Not going to outright say that node.js scripts are the worst thing ever (they're not), but out-of-the-box Python is totally underrated (except on MacOS where `urllib` fails with some opaque errors untill you run some random script to deal with certs)

I haven't had a great experience dealing with JSON in Python, but maybe I'm doing it wrong. What would be the Python equivalent of this JS code?

    JSON.parse(<data>).foo?.[0]?.bar
Basically just return the `bar` field of the the first element of `foo`, or None/undefined if it doesn't exist.
Assuming <data> will be a key-value-object aka dict, it would be something like this:

    import json
    data = json.loads('<data>')
    bar = None
    if foo:=data.get('foo'):
        bar = foo[0].bar    
    print(bar)
    
If you can't be sure to get a dict, another type-check would be necessary. If you read from a file or file-like-object (like sys.stdin), json.load should be used.
I love nodejs, it's my go-to language for server side stuff.

Even with that bias though, I have to admit that it's awful for typical command line script stuff.

Dealing with async and streams and stuff for parsing csv files is miserable (I just wrote some stuff to parse and process hundreds of gigs of files in node, and it wasn't fun).

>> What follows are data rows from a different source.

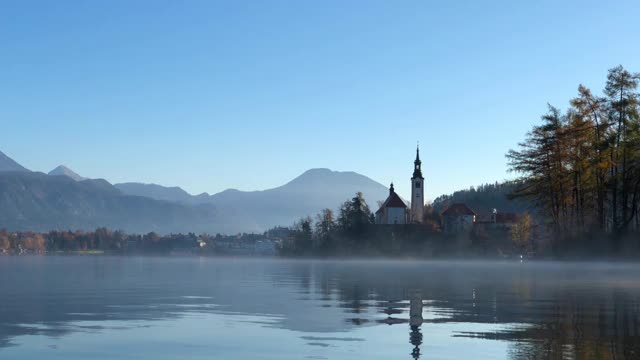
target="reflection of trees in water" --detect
[0,259,640,359]
[304,264,640,359]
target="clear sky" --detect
[0,0,640,199]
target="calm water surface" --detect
[0,256,640,359]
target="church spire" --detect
[413,144,424,179]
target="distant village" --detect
[0,148,521,256]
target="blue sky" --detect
[0,0,640,199]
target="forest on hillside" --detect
[507,66,640,252]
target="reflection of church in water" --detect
[381,290,423,359]
[409,290,422,359]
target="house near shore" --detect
[376,183,407,225]
[442,203,477,234]
[476,209,520,230]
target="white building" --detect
[376,183,407,224]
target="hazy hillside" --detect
[209,169,389,228]
[0,172,225,233]
[115,169,389,231]
[0,151,29,171]
[114,182,194,203]
[49,165,87,181]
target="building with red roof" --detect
[442,203,477,234]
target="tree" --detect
[338,192,373,239]
[511,213,533,254]
[314,209,335,248]
[604,66,640,234]
[293,217,313,255]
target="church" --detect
[376,148,424,225]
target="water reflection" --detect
[0,257,640,359]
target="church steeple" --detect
[411,145,424,223]
[413,146,424,179]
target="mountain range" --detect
[0,153,388,234]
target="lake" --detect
[0,256,640,360]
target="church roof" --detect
[376,191,407,212]
[442,203,476,216]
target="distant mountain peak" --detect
[49,165,87,181]
[0,151,29,171]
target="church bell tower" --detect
[411,147,424,223]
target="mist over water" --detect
[0,256,640,359]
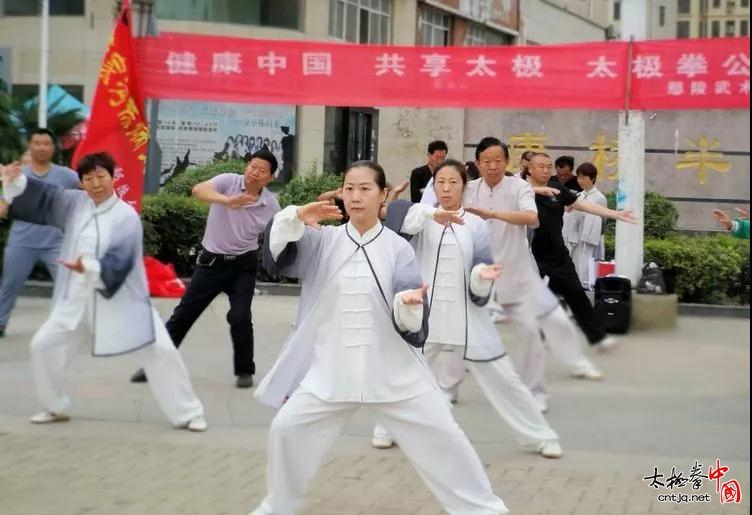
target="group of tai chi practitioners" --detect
[0,134,634,515]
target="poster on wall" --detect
[157,100,295,184]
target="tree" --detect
[0,91,24,163]
[0,90,84,164]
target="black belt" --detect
[199,249,256,266]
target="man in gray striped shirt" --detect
[131,149,279,388]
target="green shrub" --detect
[606,191,679,240]
[141,194,209,277]
[277,165,342,208]
[605,234,749,304]
[644,234,749,304]
[159,159,245,197]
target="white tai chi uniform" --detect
[5,176,203,426]
[375,201,558,446]
[463,176,595,409]
[562,186,608,290]
[250,206,508,515]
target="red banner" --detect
[138,33,749,109]
[72,0,149,211]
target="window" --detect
[420,8,452,46]
[676,21,689,39]
[486,30,516,46]
[0,0,84,16]
[465,24,514,46]
[329,0,390,44]
[156,0,301,30]
[13,84,84,102]
[726,20,736,34]
[465,24,486,46]
[324,107,379,174]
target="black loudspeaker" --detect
[594,275,632,334]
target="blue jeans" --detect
[0,245,60,328]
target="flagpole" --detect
[37,0,50,127]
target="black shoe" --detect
[131,368,147,383]
[235,374,253,388]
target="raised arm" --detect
[191,174,258,209]
[0,163,86,229]
[392,244,429,348]
[262,200,342,277]
[572,199,637,224]
[468,224,501,306]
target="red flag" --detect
[72,0,149,211]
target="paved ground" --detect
[0,296,750,515]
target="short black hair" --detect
[342,161,387,191]
[530,152,551,161]
[428,139,449,156]
[76,152,115,181]
[465,161,480,181]
[246,147,277,174]
[576,163,598,184]
[26,127,57,145]
[433,159,467,187]
[475,136,509,161]
[554,156,574,170]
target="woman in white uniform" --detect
[247,161,508,515]
[374,160,561,458]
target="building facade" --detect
[0,0,749,229]
[609,0,681,39]
[676,0,749,38]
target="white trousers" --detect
[520,306,596,401]
[423,343,467,391]
[261,388,508,515]
[504,295,547,405]
[31,308,204,426]
[373,345,559,446]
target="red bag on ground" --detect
[144,256,185,298]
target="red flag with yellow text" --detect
[72,0,149,211]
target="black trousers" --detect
[538,256,606,345]
[165,250,258,375]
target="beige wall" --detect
[0,0,115,103]
[379,107,465,189]
[677,0,749,38]
[520,0,609,45]
[465,109,750,230]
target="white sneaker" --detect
[29,411,70,424]
[594,336,618,352]
[533,393,548,413]
[441,385,460,404]
[371,436,394,449]
[184,415,209,433]
[538,440,561,459]
[490,311,507,324]
[572,368,603,381]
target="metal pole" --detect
[139,2,162,193]
[616,0,648,287]
[37,0,50,127]
[624,35,634,125]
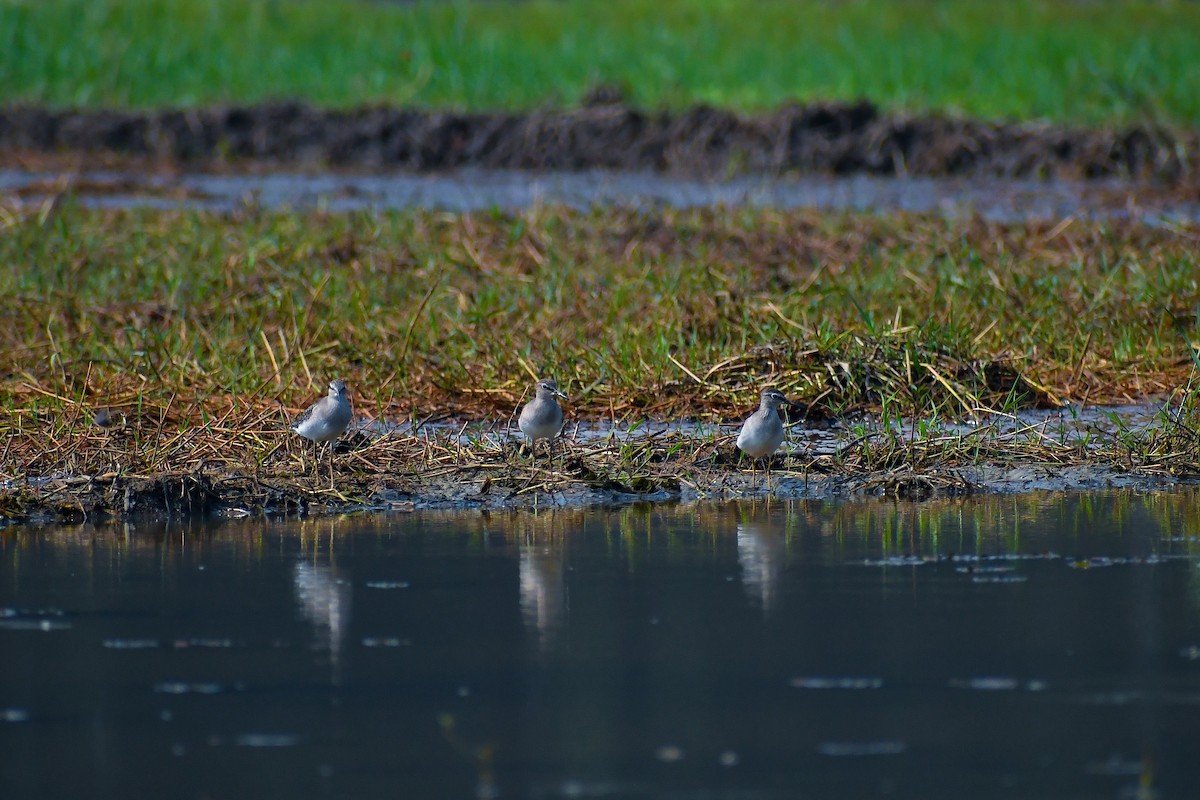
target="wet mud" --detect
[7,404,1200,527]
[0,100,1200,184]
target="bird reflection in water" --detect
[517,517,568,650]
[292,528,350,684]
[738,521,787,612]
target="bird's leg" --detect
[329,440,334,492]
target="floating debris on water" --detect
[788,676,883,690]
[1085,753,1146,775]
[154,681,226,694]
[654,745,683,764]
[817,741,907,758]
[233,733,300,747]
[971,575,1028,583]
[0,619,71,631]
[172,639,234,650]
[1068,555,1168,570]
[950,675,1048,692]
[362,636,413,648]
[862,555,940,566]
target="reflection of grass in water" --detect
[828,486,1200,557]
[0,0,1200,125]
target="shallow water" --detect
[0,169,1200,224]
[0,489,1200,799]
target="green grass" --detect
[0,201,1200,419]
[0,0,1200,126]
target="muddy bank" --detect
[0,459,1194,528]
[0,100,1200,182]
[0,404,1200,527]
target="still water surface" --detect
[0,492,1200,799]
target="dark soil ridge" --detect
[0,457,1195,530]
[0,99,1200,182]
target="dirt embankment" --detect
[0,98,1200,182]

Python is the right tool for that job IMHO.

Also, weirdly, maybe golang? I just came across this [1] and it has one of my eyebrows cocked.

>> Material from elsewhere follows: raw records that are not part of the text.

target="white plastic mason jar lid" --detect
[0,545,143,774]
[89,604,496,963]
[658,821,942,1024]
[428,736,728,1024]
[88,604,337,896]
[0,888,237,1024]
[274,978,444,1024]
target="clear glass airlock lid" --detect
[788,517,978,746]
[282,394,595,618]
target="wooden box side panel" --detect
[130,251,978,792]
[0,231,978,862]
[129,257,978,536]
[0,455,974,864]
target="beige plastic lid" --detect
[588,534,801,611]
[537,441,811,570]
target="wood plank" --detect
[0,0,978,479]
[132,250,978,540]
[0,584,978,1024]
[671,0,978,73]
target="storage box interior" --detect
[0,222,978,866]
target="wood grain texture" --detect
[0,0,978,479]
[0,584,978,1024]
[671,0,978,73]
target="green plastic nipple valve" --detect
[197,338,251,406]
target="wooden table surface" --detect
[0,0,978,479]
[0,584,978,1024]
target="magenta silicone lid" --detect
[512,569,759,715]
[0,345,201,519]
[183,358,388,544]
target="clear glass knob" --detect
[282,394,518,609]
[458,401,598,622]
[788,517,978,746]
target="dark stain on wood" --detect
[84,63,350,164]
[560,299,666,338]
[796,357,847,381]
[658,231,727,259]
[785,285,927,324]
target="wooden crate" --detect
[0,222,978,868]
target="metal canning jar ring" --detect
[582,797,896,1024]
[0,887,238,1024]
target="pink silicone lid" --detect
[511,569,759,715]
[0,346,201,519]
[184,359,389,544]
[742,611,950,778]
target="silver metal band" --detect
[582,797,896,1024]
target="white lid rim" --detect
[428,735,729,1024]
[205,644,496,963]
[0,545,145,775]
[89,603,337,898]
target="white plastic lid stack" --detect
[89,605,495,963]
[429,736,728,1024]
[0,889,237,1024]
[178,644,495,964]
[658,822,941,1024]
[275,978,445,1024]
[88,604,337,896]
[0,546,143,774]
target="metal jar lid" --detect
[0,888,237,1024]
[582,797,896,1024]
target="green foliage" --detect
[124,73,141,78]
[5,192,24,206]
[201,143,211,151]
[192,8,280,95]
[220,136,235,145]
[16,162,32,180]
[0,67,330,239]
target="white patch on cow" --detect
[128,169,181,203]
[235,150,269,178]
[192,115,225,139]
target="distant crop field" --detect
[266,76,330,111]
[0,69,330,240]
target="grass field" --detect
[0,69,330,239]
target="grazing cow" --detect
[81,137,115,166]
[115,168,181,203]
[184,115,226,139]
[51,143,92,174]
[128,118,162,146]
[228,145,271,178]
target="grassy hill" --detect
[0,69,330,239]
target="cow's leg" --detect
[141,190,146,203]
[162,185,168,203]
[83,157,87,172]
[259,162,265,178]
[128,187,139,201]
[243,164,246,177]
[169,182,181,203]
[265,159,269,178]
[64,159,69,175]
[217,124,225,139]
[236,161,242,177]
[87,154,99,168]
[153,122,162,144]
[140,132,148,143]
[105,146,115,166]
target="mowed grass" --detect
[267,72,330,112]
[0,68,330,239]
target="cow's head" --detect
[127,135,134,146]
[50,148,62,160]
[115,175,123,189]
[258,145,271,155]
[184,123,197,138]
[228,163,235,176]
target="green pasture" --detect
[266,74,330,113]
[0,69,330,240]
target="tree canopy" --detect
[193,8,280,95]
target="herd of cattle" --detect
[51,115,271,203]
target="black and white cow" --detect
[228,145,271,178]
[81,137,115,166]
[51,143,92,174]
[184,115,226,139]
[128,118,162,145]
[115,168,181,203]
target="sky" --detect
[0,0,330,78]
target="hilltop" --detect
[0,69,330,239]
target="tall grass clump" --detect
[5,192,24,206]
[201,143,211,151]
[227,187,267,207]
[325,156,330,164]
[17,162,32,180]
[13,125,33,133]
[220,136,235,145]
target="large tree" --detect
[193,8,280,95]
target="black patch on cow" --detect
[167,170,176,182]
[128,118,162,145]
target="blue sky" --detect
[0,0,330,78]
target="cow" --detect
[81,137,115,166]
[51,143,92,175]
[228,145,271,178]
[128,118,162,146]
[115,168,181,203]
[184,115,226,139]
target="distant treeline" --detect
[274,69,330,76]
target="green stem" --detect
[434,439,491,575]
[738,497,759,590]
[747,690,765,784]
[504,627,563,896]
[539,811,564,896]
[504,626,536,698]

[1] https://bitfieldconsulting.com/golang/scripting

Ruby is the clear answer here. The fact that more people don't use it for this purpose (its intended purpose!) is a travesty.
Any not-designed-specifically-for-shell language will suck for shell, more or less. Ruby, python, node, whatever, they all have the same problem - you write stuff too much and care about stuff you shouldn't care while in shell.
You're probably right. I just wish there was an easier way to handle json on the command line that didn't turn into its own dsl. The golang scripting seems interesting, might be what motivates me to learn the language.